The intertwining chronicles of the Borgia and Medici dynasties offer rich material for such a narrative. Two of the wealthiest families in Renaissance Italy vied for supreme power, seizing thrones royal and ecclesiastic by force and cunning. The traditional version makes the Medici the heroes, philanthropic bankers who fostered the rise of humanism and science, commissioning masterpieces of art by Donatello, Botticelli and Leonardo da Vinci. The villains, the Borgias, have become a byword of evil, covering the full gamut of the deadly sins, spiced with rumors of incest and occasional applications of poison.
Such history, when it is presented on the stage and screen—one thinks of Donizetti ’s opera “ Lucrezia Borgia, ” based upon a play by Victor Hugo, or of “The Borgias,” the TV series starring Jeremy Irons —can omit nuance and tailor facts as the story requires. But historians who seek a wide readership, while giving their readers the drama they crave, must honor the historical record in all its complexity.

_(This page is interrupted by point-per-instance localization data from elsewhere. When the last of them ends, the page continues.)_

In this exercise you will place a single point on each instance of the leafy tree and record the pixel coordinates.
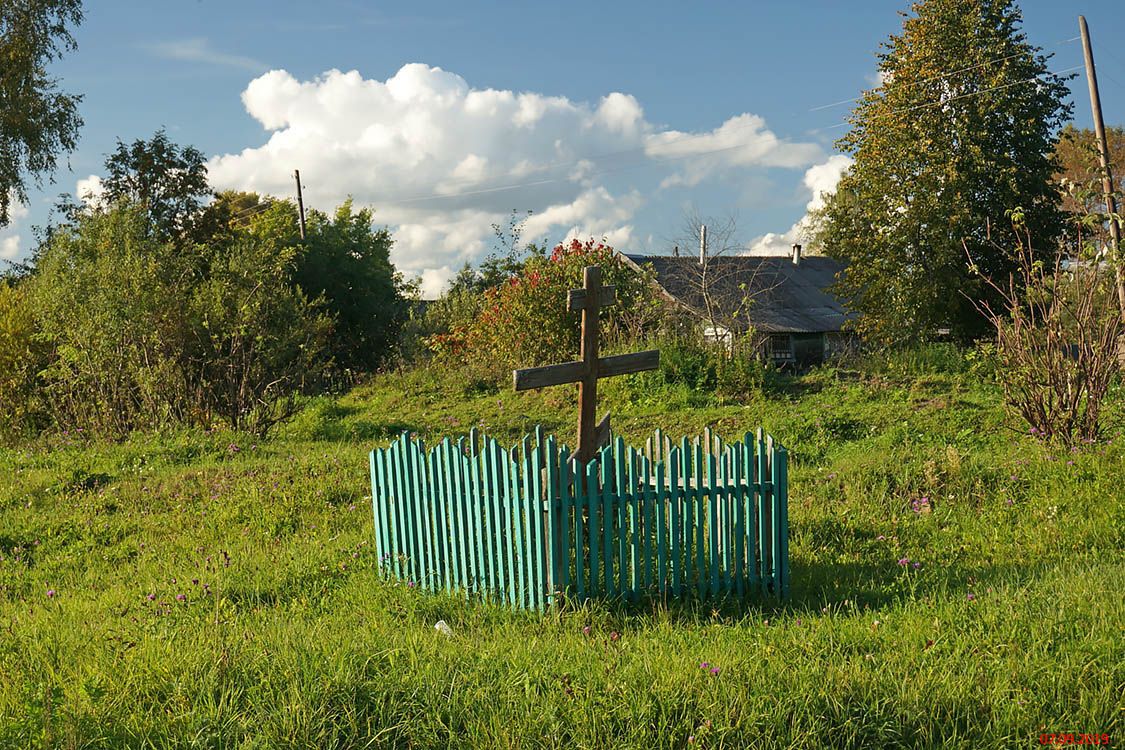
(168, 181)
(345, 264)
(138, 337)
(1080, 168)
(960, 132)
(21, 357)
(37, 122)
(258, 339)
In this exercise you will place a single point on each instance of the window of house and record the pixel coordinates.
(780, 346)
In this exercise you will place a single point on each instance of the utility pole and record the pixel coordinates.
(300, 205)
(1107, 175)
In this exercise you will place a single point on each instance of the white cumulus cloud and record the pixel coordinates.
(9, 235)
(90, 190)
(819, 179)
(441, 161)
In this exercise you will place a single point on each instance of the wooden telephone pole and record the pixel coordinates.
(300, 205)
(1107, 175)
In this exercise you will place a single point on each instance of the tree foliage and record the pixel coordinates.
(524, 321)
(138, 337)
(960, 130)
(169, 183)
(345, 264)
(37, 120)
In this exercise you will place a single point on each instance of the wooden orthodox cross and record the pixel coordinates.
(591, 367)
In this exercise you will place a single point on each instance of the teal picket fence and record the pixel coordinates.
(527, 524)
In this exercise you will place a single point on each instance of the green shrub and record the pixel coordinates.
(21, 357)
(524, 321)
(143, 333)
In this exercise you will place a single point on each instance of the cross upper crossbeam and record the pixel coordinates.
(586, 370)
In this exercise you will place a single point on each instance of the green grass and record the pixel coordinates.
(290, 638)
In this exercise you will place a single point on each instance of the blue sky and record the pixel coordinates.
(610, 118)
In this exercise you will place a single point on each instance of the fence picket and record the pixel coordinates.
(509, 508)
(593, 524)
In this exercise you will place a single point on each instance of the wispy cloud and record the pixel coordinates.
(198, 50)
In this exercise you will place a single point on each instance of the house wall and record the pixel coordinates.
(808, 349)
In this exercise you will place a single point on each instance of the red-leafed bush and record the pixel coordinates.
(524, 322)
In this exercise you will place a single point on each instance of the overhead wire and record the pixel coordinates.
(942, 75)
(503, 188)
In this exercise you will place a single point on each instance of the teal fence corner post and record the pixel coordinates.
(782, 490)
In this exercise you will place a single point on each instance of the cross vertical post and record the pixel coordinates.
(585, 371)
(587, 387)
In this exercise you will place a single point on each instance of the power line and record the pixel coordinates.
(700, 153)
(935, 78)
(930, 105)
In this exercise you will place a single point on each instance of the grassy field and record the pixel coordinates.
(209, 590)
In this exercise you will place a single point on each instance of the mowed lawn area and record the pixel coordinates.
(956, 584)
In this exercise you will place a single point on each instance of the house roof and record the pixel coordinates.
(785, 297)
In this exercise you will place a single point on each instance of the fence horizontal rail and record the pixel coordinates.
(527, 524)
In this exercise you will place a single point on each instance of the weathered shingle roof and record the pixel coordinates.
(786, 297)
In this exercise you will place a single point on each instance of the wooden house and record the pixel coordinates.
(785, 300)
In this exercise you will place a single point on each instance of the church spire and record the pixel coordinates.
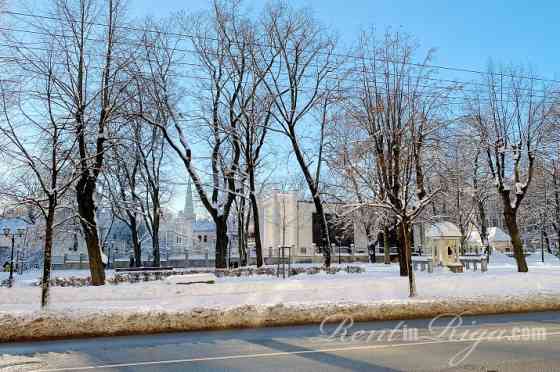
(188, 210)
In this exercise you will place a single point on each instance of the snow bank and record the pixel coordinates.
(235, 302)
(191, 279)
(49, 325)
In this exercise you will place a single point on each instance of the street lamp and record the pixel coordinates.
(12, 235)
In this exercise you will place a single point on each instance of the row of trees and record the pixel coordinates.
(98, 109)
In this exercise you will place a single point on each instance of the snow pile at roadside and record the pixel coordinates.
(257, 301)
(191, 279)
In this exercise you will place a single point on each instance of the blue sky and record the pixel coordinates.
(465, 33)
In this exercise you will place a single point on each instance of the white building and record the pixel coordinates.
(285, 220)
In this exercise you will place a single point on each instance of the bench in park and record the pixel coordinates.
(145, 273)
(424, 263)
(455, 267)
(474, 261)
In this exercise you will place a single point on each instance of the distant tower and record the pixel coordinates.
(188, 210)
(183, 229)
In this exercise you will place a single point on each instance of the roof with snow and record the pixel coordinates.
(474, 236)
(13, 224)
(203, 226)
(495, 234)
(443, 230)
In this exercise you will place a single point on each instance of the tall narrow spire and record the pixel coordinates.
(188, 210)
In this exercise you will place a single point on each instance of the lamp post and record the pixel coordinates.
(12, 235)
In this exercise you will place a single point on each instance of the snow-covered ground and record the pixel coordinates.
(379, 282)
(379, 287)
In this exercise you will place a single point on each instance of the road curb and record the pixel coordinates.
(47, 325)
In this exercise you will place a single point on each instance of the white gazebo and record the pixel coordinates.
(499, 240)
(443, 240)
(473, 243)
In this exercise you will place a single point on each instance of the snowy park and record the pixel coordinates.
(378, 292)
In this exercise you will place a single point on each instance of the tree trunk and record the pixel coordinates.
(156, 252)
(222, 241)
(136, 246)
(386, 246)
(85, 190)
(547, 241)
(241, 234)
(402, 251)
(155, 247)
(408, 259)
(47, 254)
(513, 229)
(483, 228)
(325, 230)
(256, 222)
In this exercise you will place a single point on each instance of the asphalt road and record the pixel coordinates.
(517, 342)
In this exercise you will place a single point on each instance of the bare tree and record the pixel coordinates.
(511, 115)
(41, 148)
(397, 109)
(301, 82)
(89, 85)
(125, 185)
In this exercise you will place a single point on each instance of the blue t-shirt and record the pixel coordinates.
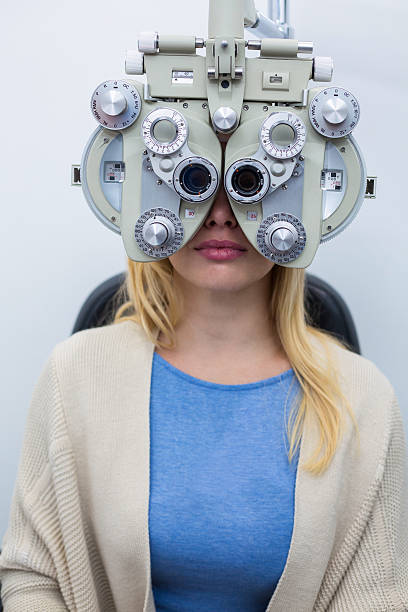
(221, 490)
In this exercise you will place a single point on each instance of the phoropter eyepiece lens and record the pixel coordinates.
(247, 180)
(195, 179)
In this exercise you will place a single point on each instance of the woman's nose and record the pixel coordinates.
(221, 212)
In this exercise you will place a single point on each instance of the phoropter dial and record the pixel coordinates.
(116, 104)
(281, 237)
(159, 232)
(164, 131)
(334, 112)
(283, 135)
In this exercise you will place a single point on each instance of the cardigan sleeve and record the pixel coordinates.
(373, 576)
(43, 549)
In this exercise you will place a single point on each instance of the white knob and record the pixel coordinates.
(148, 42)
(134, 63)
(335, 110)
(323, 69)
(113, 103)
(225, 119)
(282, 239)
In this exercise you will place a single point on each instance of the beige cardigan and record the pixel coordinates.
(78, 533)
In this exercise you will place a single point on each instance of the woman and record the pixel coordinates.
(157, 472)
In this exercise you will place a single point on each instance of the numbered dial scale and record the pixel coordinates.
(283, 135)
(334, 112)
(115, 104)
(164, 131)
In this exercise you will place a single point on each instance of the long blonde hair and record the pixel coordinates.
(150, 298)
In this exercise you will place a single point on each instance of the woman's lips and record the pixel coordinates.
(220, 254)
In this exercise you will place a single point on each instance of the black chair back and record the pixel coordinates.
(326, 308)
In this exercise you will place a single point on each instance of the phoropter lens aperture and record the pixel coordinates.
(247, 180)
(195, 179)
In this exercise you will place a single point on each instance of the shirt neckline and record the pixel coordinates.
(273, 380)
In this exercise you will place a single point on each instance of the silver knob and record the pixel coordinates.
(158, 231)
(225, 119)
(113, 103)
(335, 110)
(282, 239)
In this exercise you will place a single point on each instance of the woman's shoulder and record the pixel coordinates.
(108, 345)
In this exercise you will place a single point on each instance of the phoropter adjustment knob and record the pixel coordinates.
(113, 102)
(335, 110)
(158, 231)
(322, 69)
(148, 42)
(134, 62)
(282, 239)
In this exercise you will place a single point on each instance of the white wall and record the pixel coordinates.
(54, 251)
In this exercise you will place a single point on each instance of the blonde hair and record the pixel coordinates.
(152, 301)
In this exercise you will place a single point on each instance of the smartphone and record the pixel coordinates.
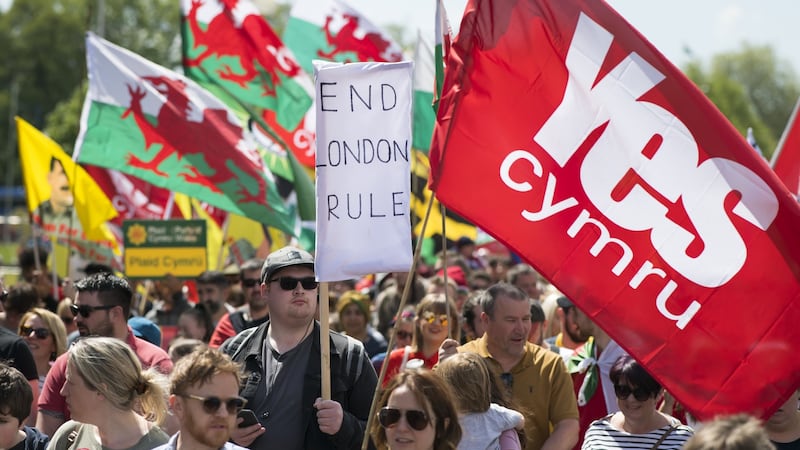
(249, 418)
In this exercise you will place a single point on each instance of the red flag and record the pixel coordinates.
(608, 170)
(786, 159)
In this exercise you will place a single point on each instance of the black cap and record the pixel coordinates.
(564, 302)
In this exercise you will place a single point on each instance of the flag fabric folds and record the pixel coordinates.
(786, 159)
(237, 56)
(332, 30)
(144, 120)
(63, 199)
(568, 137)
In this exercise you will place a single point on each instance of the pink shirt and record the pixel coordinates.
(52, 403)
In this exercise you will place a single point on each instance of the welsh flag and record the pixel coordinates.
(63, 199)
(132, 197)
(236, 55)
(786, 159)
(332, 30)
(606, 169)
(147, 121)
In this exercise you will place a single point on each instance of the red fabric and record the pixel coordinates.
(396, 358)
(559, 122)
(454, 273)
(786, 160)
(222, 332)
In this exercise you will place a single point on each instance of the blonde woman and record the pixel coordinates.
(113, 403)
(431, 327)
(46, 336)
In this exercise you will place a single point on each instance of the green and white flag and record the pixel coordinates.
(424, 78)
(147, 121)
(331, 30)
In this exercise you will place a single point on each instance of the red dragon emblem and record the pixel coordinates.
(371, 47)
(207, 145)
(254, 41)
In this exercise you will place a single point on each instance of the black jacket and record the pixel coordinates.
(353, 383)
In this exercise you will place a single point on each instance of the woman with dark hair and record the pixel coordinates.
(432, 324)
(416, 411)
(638, 424)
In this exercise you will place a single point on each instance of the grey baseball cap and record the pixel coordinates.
(285, 257)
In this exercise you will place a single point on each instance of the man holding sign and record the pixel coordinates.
(282, 361)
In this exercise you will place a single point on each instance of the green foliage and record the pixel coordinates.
(752, 88)
(43, 41)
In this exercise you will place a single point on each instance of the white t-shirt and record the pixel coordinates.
(481, 431)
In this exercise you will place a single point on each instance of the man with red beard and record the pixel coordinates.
(204, 396)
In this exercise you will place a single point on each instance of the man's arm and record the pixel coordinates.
(564, 435)
(354, 420)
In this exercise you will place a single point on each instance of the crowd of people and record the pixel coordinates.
(484, 354)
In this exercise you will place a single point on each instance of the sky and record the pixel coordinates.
(706, 27)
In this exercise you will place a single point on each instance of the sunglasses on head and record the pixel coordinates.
(431, 318)
(623, 391)
(416, 419)
(39, 333)
(289, 283)
(404, 334)
(211, 404)
(85, 310)
(250, 282)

Paul Strathern ’s “The Borgias: Power and Fortune” and Mary Hollingsworth ’s “The Family Medici: The Hidden History of the Medici Dynasty” (first published in 2018 and soon to be issued in paperback) present just such nuanced accounts. And they are not their authors’ first forays into the period, each having earlier staked a claim in the other’s dynasty, so to speak. In 2016, Mr. Strathern published “The Medici: Power, Money, and Ambition in the Italian Renaissance,” and Ms. Hollingsworth had previously published “The Borgias: History’s Most Notorious Dynasty” (2011). All four are fine books, authoritative and well-written, by independent scholars who know how to make the past come alive without turning it into pulp.
Both authors begin their Medici chronicles with a scene of high drama, then dial back to the beginning and progress chronologically, alternating between fully rendered scenes and brisk summaries. Mr. Strathern starts with the Pazzi conspiracy, one of the bloodiest passages in Italian history. In the late 15th century, the Medici ruled Florence as princes in all but name, led by young Lorenzo de’ Medici. In 1478, a rival clan, the Pazzi, plotted to seize control of the city. Mr. Strathern opens with a vivid scene of Lorenzo and his entourage riding to Mass. His younger brother, Giuliano, walks behind them, accompanied by his friends Bernardo Bandini and Francesco de’ Pazzi.
Link to the rest at The Wall Street Journal (Sorry if you encounter a paywall)
No love for the Sforza family? A mercenary working for the Duke of Milan, who ends up as the Duke of Milan himself. There’s a lesson to be learned there.